あちらこちら走り回る自分。それに小暮は着いてきてくれた。
ヤンチャで無邪気だったあの時は、色んな事をした。大人達への悪戯や無茶な遊び。
そんな自分を小暮はいつもそばで見守ってくれていたのだった。

ーあの頃、俺を見ていた目に似ているー

赤城は懐かしさに捕らわれて動けなくなった。

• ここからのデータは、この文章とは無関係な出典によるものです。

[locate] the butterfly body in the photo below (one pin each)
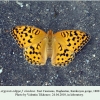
(38, 46)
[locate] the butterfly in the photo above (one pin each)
(37, 46)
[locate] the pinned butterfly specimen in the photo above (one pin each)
(38, 46)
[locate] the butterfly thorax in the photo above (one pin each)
(49, 43)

ただボンヤリと小暮の表情にみとれる。
小暮は、何も言わず視線を送ってくる赤城に気づくと、申し訳無さそうに目を伏せた。

「付き合わせてしまってすまない」
「いや。俺もこのまま聞いていたい」
「そうか…」

嬉しそうに目を細めた小暮を見て、赤城は自分の心の色が塗り替えられるような錯覚に陥った。
いつの間にか、先程人を斬ってきた事が嘘のような、暖かい気分になっていた。

「俺も琴が好きだ」

ふと発せられたその言葉を聞くと、小暮は赤城に疑いをかけるような目線を送り、鼻で笑った。

「ふ…、意外だな。お前に琴は似合わない」
「本当だぞ」

反論してみたものの、赤城は声を押し殺して苦笑した。
小暮に疑われるのも無理はない。
小暮を笑顔にしてくれるものなら、琴じゃなくとも、何だっていいのだ。
こいつが琴が好きだと言うなら、密かに練習をして演奏して見せたら喜ぶだろうか。
しかし、琴を引く自分の姿を想像すると、あまりにも柄に合っていなかったため、すぐにその考えは打ち消された。

「何をニヤニヤしている」
「なに?」

赤城は小暮に指摘されて初めて自分の頬が緩んでいたことに気がつく。
そんな赤城を小暮はからかうように笑った。

「おかしな奴」
「うるせぇ」

そのまま二人は地面に腰を降ろして、琴の音色に聞き入った。

こんなささやかな癒しでも、隣にいるこいつと共有出来るなら。
それだけでどんな苦難も乗り越えられるだろう。

そんな想いを抱く二人を染める夕焼けは、幼き日に二人で見たものと何一つ変わっていなかった。